Related Work & Insights¶
- Diffusion Density Estimation: Compared to Continuous Normalizing Flow (CNF) methods by Song et al., RNE operates directly on path distributions without solving ODEs.
- Inference-time Control: Complementary to Classifier Guidance (Dhariwal & Nichol, 2021), DPS (Chung et al., 2022), and FreeDoM (Yu et al., 2023), but provides a more unified theoretical perspective.
- Energy-based Models: Complements EBM-based diffusion training by simplifying the partition function estimation problem.

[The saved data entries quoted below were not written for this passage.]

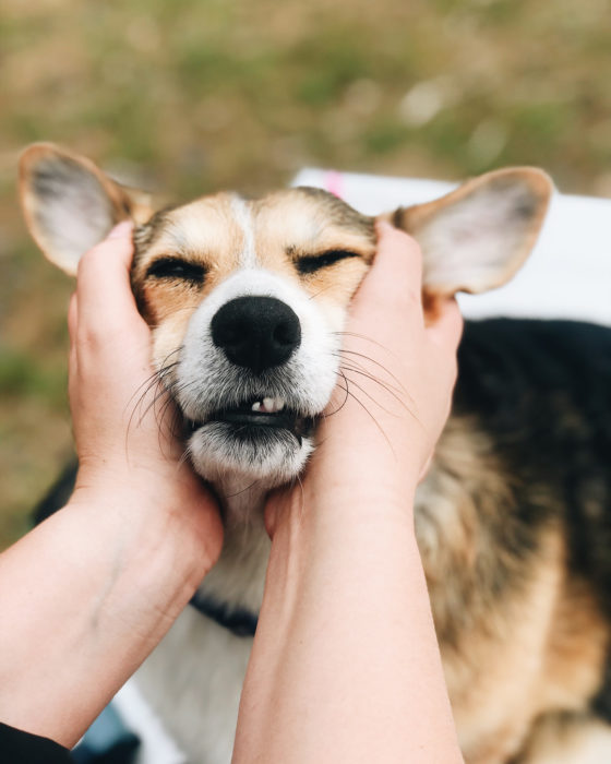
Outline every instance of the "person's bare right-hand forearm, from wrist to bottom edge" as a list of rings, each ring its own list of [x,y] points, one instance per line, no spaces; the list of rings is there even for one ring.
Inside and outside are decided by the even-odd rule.
[[[236,762],[462,761],[408,502],[280,522]]]

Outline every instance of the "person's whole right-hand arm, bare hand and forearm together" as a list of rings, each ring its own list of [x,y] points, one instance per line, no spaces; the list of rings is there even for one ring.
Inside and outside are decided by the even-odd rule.
[[[418,246],[387,224],[378,232],[343,354],[354,397],[321,423],[302,481],[268,501],[236,764],[463,761],[412,513],[450,410],[462,319],[447,300],[426,325]]]

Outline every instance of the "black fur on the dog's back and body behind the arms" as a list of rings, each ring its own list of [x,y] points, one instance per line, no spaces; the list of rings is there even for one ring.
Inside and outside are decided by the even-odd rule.
[[[467,322],[458,351],[456,414],[491,435],[513,476],[515,506],[489,528],[515,564],[488,581],[496,596],[537,550],[541,525],[562,522],[570,568],[587,581],[611,621],[611,330],[572,321]],[[39,504],[62,506],[74,466]],[[441,635],[440,635],[441,636]],[[592,708],[611,721],[611,662]]]

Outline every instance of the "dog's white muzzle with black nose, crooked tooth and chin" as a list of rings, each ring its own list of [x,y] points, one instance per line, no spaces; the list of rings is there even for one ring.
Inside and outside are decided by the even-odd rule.
[[[218,290],[190,321],[176,377],[189,455],[213,482],[272,488],[312,453],[337,337],[309,296],[274,274],[238,273]]]

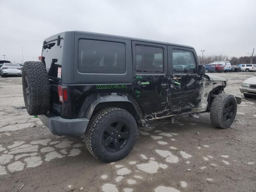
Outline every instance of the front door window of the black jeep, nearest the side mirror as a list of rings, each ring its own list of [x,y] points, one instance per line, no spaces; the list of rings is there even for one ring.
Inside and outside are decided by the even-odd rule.
[[[174,73],[196,73],[196,60],[191,51],[172,50],[172,70]]]

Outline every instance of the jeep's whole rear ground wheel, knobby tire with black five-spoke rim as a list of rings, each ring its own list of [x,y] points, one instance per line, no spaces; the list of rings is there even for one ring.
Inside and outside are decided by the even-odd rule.
[[[110,107],[97,112],[85,132],[89,152],[103,162],[121,160],[134,147],[137,123],[128,111]]]

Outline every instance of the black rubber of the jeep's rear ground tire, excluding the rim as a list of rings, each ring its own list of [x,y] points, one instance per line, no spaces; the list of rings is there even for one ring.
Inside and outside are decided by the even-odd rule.
[[[130,136],[126,145],[121,148],[121,150],[117,152],[109,152],[102,144],[102,134],[105,128],[111,124],[111,122],[118,119],[122,119],[127,126],[130,126]],[[132,114],[121,108],[105,108],[97,112],[90,119],[89,125],[85,132],[86,148],[92,154],[92,156],[103,162],[118,161],[126,157],[134,147],[137,132],[137,123]]]

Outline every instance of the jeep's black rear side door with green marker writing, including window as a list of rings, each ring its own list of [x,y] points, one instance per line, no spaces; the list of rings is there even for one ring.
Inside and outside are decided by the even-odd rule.
[[[146,119],[162,116],[167,104],[167,46],[133,41],[133,92]]]

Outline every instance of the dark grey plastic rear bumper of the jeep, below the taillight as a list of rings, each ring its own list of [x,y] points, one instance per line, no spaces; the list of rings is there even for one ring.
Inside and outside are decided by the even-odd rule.
[[[38,115],[42,123],[49,128],[54,135],[82,136],[89,124],[89,119],[64,119],[49,112],[45,115]]]

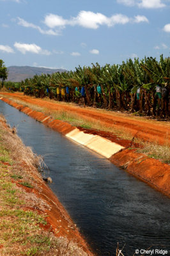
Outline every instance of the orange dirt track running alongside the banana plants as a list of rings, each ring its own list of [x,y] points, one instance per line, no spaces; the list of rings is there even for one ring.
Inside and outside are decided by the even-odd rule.
[[[157,142],[160,145],[170,143],[170,124],[169,122],[158,122],[144,117],[135,117],[125,113],[106,111],[103,109],[81,108],[75,104],[65,102],[54,102],[54,100],[36,99],[23,95],[23,93],[1,92],[5,97],[22,100],[35,106],[49,109],[49,111],[67,111],[93,122],[99,121],[105,127],[129,132],[144,141]]]

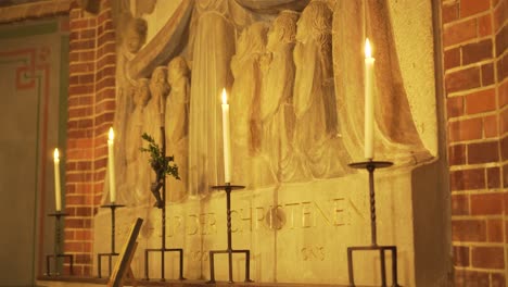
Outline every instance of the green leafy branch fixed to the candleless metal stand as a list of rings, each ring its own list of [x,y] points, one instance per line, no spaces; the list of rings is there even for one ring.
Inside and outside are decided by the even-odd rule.
[[[163,154],[161,148],[157,144],[155,144],[155,139],[151,137],[149,134],[143,133],[141,138],[149,142],[148,148],[141,147],[139,148],[142,152],[150,153],[150,164],[152,169],[157,173],[157,175],[172,175],[176,179],[180,179],[178,175],[178,166],[175,163],[175,158],[165,157]]]

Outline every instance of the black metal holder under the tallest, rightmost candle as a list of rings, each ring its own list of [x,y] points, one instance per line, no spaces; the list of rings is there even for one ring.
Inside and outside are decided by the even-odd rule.
[[[392,286],[399,286],[397,283],[397,247],[396,246],[379,246],[377,240],[377,227],[376,227],[376,191],[373,172],[376,169],[384,169],[393,165],[393,162],[386,161],[372,161],[367,162],[355,162],[351,163],[350,166],[358,170],[367,170],[369,173],[369,192],[370,192],[370,246],[355,246],[347,248],[347,271],[350,276],[350,286],[355,286],[355,277],[353,272],[353,251],[379,251],[381,258],[381,286],[386,287],[386,262],[385,251],[392,252]]]

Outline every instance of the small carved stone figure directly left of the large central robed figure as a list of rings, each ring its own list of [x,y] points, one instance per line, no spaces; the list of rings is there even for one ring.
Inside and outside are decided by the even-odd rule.
[[[175,157],[180,180],[166,178],[166,190],[170,201],[180,200],[187,194],[189,149],[189,67],[182,57],[173,59],[167,65],[167,82],[172,92],[166,99],[165,127],[166,152]]]

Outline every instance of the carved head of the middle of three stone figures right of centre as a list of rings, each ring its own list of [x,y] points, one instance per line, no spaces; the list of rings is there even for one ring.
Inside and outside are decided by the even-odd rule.
[[[284,10],[280,12],[268,30],[266,49],[274,51],[281,43],[294,42],[297,18],[299,15],[294,11]]]

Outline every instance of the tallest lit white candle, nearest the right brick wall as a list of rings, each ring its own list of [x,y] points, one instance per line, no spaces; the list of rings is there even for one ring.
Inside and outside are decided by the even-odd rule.
[[[365,40],[365,158],[373,159],[373,62],[369,39]]]

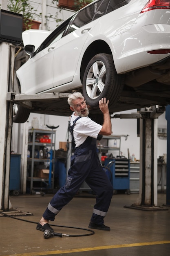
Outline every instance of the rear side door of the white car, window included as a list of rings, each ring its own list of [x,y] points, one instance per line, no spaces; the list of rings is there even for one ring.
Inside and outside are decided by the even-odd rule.
[[[97,20],[92,19],[101,3],[102,0],[95,2],[75,14],[66,35],[57,41],[53,59],[54,87],[73,80],[83,45],[97,23]]]

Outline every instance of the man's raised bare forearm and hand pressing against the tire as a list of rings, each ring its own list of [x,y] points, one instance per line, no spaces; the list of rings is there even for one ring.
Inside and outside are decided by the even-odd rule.
[[[110,135],[112,134],[112,124],[110,119],[110,113],[108,109],[109,100],[106,102],[106,98],[102,98],[99,100],[99,108],[103,113],[104,122],[102,125],[102,129],[100,130],[99,134],[101,135]]]

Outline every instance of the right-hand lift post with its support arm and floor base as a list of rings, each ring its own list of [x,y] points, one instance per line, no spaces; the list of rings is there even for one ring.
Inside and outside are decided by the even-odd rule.
[[[126,208],[167,210],[157,205],[157,119],[165,108],[152,106],[137,113],[114,115],[112,118],[140,119],[140,187],[137,202]]]

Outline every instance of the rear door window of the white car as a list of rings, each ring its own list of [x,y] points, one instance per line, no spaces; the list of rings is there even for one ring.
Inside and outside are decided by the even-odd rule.
[[[90,6],[88,6],[87,8],[80,10],[75,16],[75,19],[73,19],[73,22],[71,23],[71,26],[68,30],[68,33],[71,33],[76,29],[79,29],[80,27],[91,22],[102,1],[103,0],[97,1],[94,4],[91,4]]]

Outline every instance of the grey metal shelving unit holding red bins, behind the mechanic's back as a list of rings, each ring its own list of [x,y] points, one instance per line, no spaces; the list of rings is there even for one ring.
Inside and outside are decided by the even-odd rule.
[[[44,138],[45,137],[45,138]],[[55,131],[52,130],[40,130],[40,129],[30,129],[29,130],[29,139],[28,139],[28,152],[30,155],[27,157],[27,177],[26,180],[29,183],[29,191],[33,193],[33,191],[49,188],[49,174],[40,175],[41,166],[43,167],[45,164],[50,164],[50,154],[46,153],[43,156],[40,156],[38,152],[40,149],[43,151],[46,148],[49,152],[53,150],[53,158],[52,158],[52,171],[54,173],[54,159],[55,159]],[[39,183],[38,183],[39,182]],[[37,186],[40,184],[41,186]],[[51,179],[53,189],[54,184],[54,175]],[[43,187],[43,185],[45,187]]]

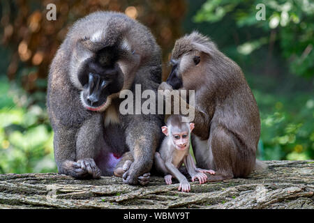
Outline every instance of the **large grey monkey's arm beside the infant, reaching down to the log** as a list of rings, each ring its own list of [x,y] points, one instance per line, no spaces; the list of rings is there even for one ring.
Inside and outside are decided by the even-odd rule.
[[[152,79],[152,74],[154,74],[154,78],[156,79]],[[136,84],[140,84],[142,91],[146,89],[157,91],[160,74],[160,66],[147,66],[141,70],[137,70],[133,89]],[[134,106],[137,106],[136,103],[134,103]],[[124,182],[134,185],[137,184],[138,176],[151,171],[154,153],[163,137],[160,128],[164,117],[163,115],[130,114],[123,118],[126,124],[124,126],[126,129],[126,144],[130,148],[130,151],[133,152],[134,158],[134,162],[131,164],[130,169],[126,171],[123,178]]]

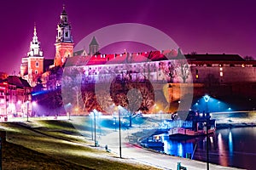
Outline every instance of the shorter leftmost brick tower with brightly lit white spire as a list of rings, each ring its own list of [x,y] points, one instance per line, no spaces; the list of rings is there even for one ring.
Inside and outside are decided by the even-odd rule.
[[[44,56],[40,47],[40,42],[38,42],[37,28],[34,26],[34,33],[32,42],[30,42],[29,52],[27,53],[26,58],[22,58],[22,63],[20,65],[20,77],[26,78],[33,87],[43,71]]]

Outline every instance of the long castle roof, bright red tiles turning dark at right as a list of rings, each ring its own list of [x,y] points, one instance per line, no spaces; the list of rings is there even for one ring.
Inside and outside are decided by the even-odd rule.
[[[81,51],[75,52],[81,54]],[[151,51],[143,53],[124,54],[96,54],[88,56],[74,56],[68,58],[67,65],[108,65],[142,63],[147,61],[160,61],[167,59],[183,59],[185,56],[190,62],[193,61],[244,61],[238,54],[185,54],[181,55],[179,49]]]

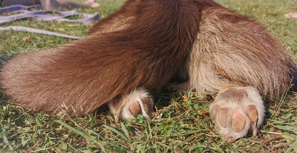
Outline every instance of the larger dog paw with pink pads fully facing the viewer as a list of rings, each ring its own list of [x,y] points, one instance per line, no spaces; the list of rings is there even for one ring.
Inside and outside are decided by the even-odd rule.
[[[223,140],[234,142],[252,131],[257,134],[264,119],[264,105],[257,89],[235,87],[222,90],[210,105],[210,117]]]

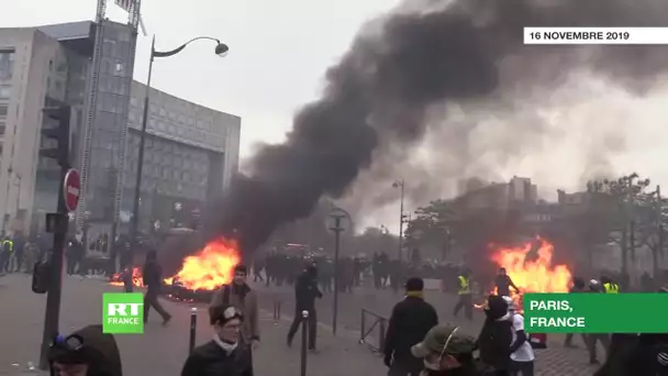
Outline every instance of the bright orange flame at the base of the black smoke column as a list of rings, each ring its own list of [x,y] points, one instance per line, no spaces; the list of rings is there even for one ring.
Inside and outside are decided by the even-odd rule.
[[[203,250],[183,259],[183,266],[165,283],[179,284],[191,290],[214,290],[232,281],[234,267],[241,262],[235,241],[216,239]]]

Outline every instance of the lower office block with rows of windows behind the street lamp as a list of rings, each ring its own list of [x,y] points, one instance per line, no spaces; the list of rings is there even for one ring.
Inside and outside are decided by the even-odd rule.
[[[121,222],[132,214],[146,86],[132,82]],[[192,211],[219,196],[238,170],[241,118],[154,88],[142,170],[144,231],[187,225]]]

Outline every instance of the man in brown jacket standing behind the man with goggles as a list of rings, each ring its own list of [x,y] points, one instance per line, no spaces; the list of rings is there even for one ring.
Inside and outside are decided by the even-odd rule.
[[[242,340],[249,343],[253,350],[259,345],[259,313],[257,295],[248,284],[248,268],[238,264],[234,267],[232,284],[223,285],[213,294],[211,306],[234,306],[244,314]]]

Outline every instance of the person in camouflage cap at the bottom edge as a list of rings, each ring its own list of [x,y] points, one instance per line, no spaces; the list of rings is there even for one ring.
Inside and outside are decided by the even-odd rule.
[[[459,327],[439,324],[413,345],[411,353],[423,362],[420,376],[478,376],[482,372],[474,358],[475,350],[476,341]]]

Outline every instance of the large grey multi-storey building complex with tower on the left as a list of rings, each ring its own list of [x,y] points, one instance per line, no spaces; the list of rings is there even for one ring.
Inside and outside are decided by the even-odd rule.
[[[58,166],[38,156],[47,98],[73,108],[71,163],[79,169],[87,166],[88,173],[79,213],[88,237],[111,234],[114,224],[127,222],[145,92],[132,80],[135,38],[131,25],[109,20],[100,25],[85,21],[0,29],[0,187],[5,188],[0,213],[5,230],[40,232],[44,214],[56,207]],[[159,207],[168,197],[194,208],[223,189],[238,166],[241,126],[237,117],[157,90],[152,97],[145,154],[149,167],[144,168],[142,190],[145,221],[163,218],[154,214],[151,200]],[[154,163],[160,166],[159,177]],[[180,175],[164,173],[167,166]]]

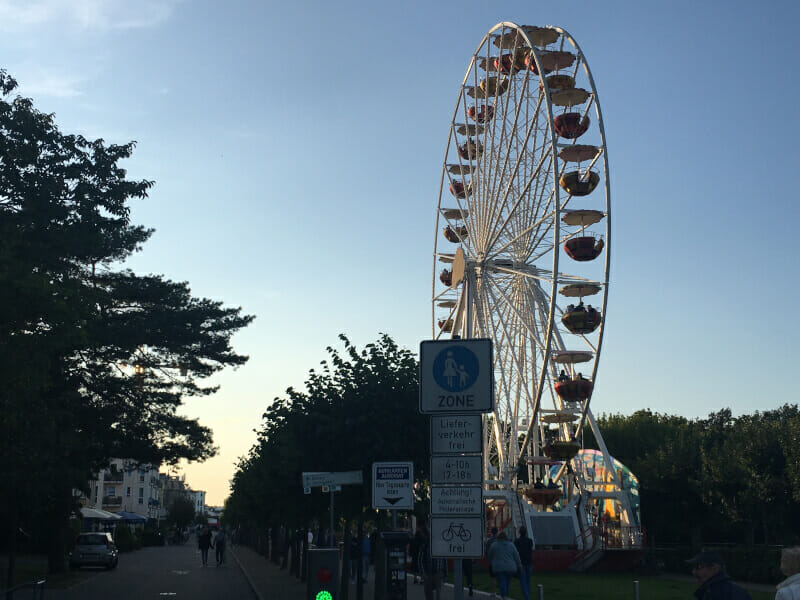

- Insight: RNE demonstrates the power of thinking about generative models at the distribution level rather than the point level, which may inspire further unified frameworks.
Rating¶
- Novelty: ⭐⭐⭐⭐⭐ — Unifying three independent problems using the Radon-Nikodym derivative is a highly original theoretical contribution.
- Experimental Thoroughness: ⭐⭐⭐ — Concept validation is sufficient, but large-scale validation is lacking.
- Writing Quality: ⭐⭐⭐⭐ — Clear theory and a unified framework.
- Value: ⭐⭐⭐⭐ — The plug-and-play nature and theoretical unification hold significant practical and academic value.